Sempre dal rapporto della Fondazione Agnelli è emerso che, soprattutto a seguito delle “misure volute dai ministri Gelmini e Tremonti con la legge 133/2008”, sono state riscontrate “importanti differenze regionali, con province del Sud, dove la popolazione studentesca è in forte calo, che hanno registrato diminuzioni dei docenti di ruolo fino al 18%”. I tagli maggiori al corpo docente di ruolo hanno riguardato tutte province del Sud: Frosinone, Matera, Avellino, Messina, Catanzaro, Cosenza, Potenza, Nuoro, Reggio Calabria e Isernia.
Inoltre, scorrendo l’ultimo rapporto territoriale Abi–Censis, realizzato su dati Istat, si scopre che l’area dove lo “squilibrio socio-economico” è maggiore è quella del Mezzogiorno. E lo stesso, tranne rare eccezioni, vale per quelle che hanno il più “basso tenore di crescita” a livello di “potenzialità rurale” o che sono “a rischio involuzione”. Mentre i territori dove c’è maggiore possibilità di crescita e sviluppo sono quelli del Nord, in particolare il Friuli, il Trentino, il Veneto, la Lombardia e il Piemonte. Con il settentrione che fa quindi “da traino”.
Il problema è che si stanno sottraendo docenti proprio dove ce ne sarebbe più bisogno: se si consulta il Focus del Miur sulla “dispersione scolastica”, si scopre che le zone dove gli alunni iscritti, sia nella scuola di primo che di secondo grado, presentano un “maggior rischio di abbandono” scolastico prima dei 16 anni sono ancora una volta Sud e Isole: Sardegna, Sicilia, Calabria, Basilicata, Puglia, Campania, Molise e Abruzzo.

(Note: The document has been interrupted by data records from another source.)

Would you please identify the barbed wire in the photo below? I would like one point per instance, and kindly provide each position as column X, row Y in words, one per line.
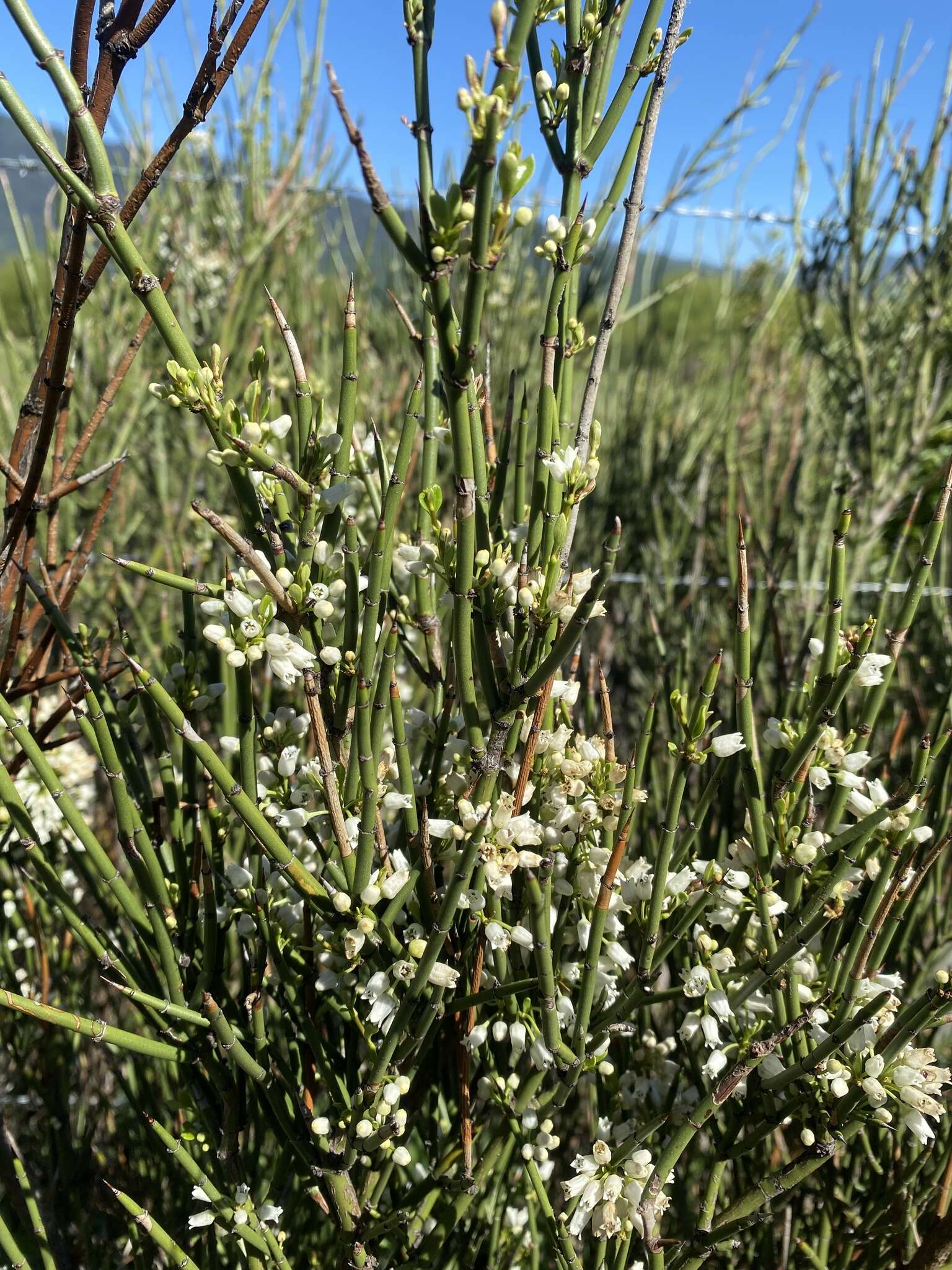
column 27, row 164
column 724, row 584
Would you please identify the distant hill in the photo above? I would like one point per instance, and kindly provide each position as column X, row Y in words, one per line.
column 31, row 189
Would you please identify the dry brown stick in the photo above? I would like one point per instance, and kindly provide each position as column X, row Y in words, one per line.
column 110, row 393
column 465, row 1024
column 325, row 762
column 52, row 525
column 70, row 487
column 200, row 100
column 244, row 550
column 528, row 753
column 606, row 704
column 11, row 473
column 38, row 414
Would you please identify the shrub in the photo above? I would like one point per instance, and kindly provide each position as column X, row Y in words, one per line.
column 408, row 964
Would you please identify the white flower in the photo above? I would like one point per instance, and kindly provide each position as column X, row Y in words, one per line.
column 281, row 426
column 697, row 981
column 240, row 603
column 715, row 1065
column 236, row 876
column 918, row 1124
column 870, row 672
column 729, row 744
column 443, row 975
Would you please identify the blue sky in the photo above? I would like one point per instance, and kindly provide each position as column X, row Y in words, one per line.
column 731, row 38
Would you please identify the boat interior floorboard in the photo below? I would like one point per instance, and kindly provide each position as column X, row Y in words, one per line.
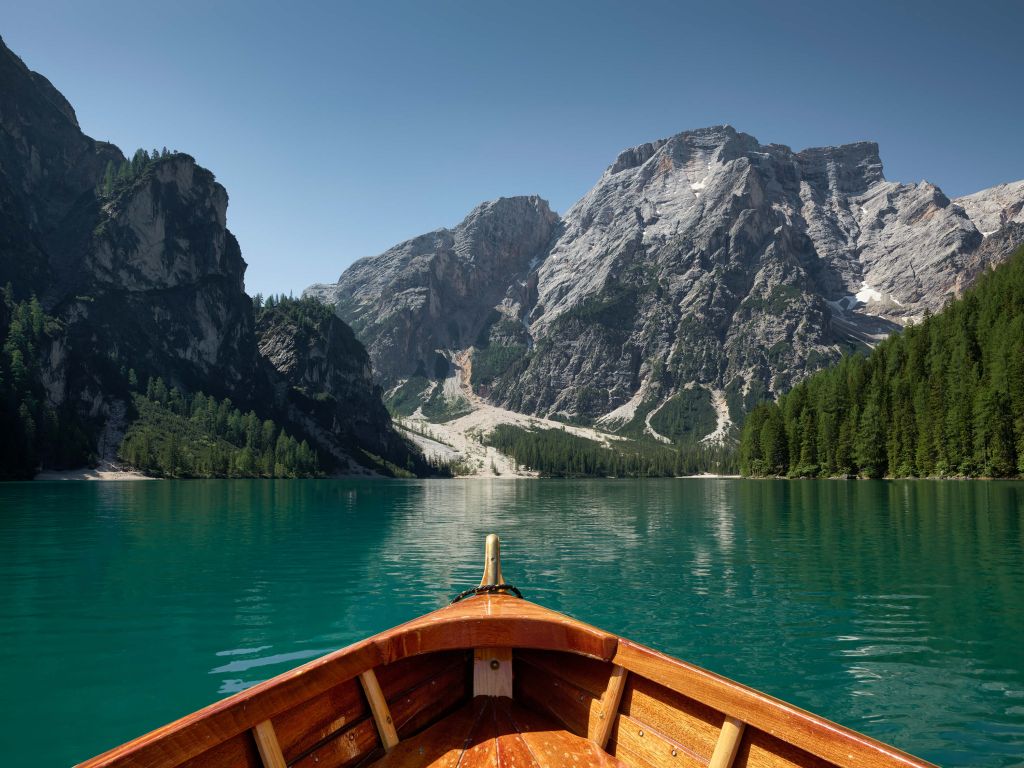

È tutto dire che il Cnel, elaborando dei dati Istat, ha denunciato che se in Italia il ciclo formativo si interrompe già molto presto, il 18,2% dei giovani con meno di 16 anni rispetto al 12,3% della media europea, al Sud, in particolare in Sicilia, Sardegna e Campania, un giovane su quattro lascia precocemente gli studi. Esemplare quanto accade in alcune province, come quella di Napoli, dove negli istituti tecnici la percentuali di studenti che risultano dispersi nel quinquennio supera il 45%. E il Ministero che fa? Riduce il corpo insegnante: è incredibile”.
Tutti questi dati dimostrano che gli attuali criteri sulla formazione dell’organico dei docenti, derivanti dal D.P.R. 81 del 2009, con gruppi-classi che possono raggiungere 27-28 alunni, non possono essere adottati nelle aree disagiate e a rischio. Per il Sud, in particolare laddove il disagio socio-economico è maggiore, occorre introdurre degli organici con parametri diversificati rispetto alle altre aree del Paese. E per questo occorre prevedere delle risorse aggiuntive, ad iniziare da un diverso rapporto docenti-studenti, facendo così cadere l’unicità degli organici e della formazione delle classi.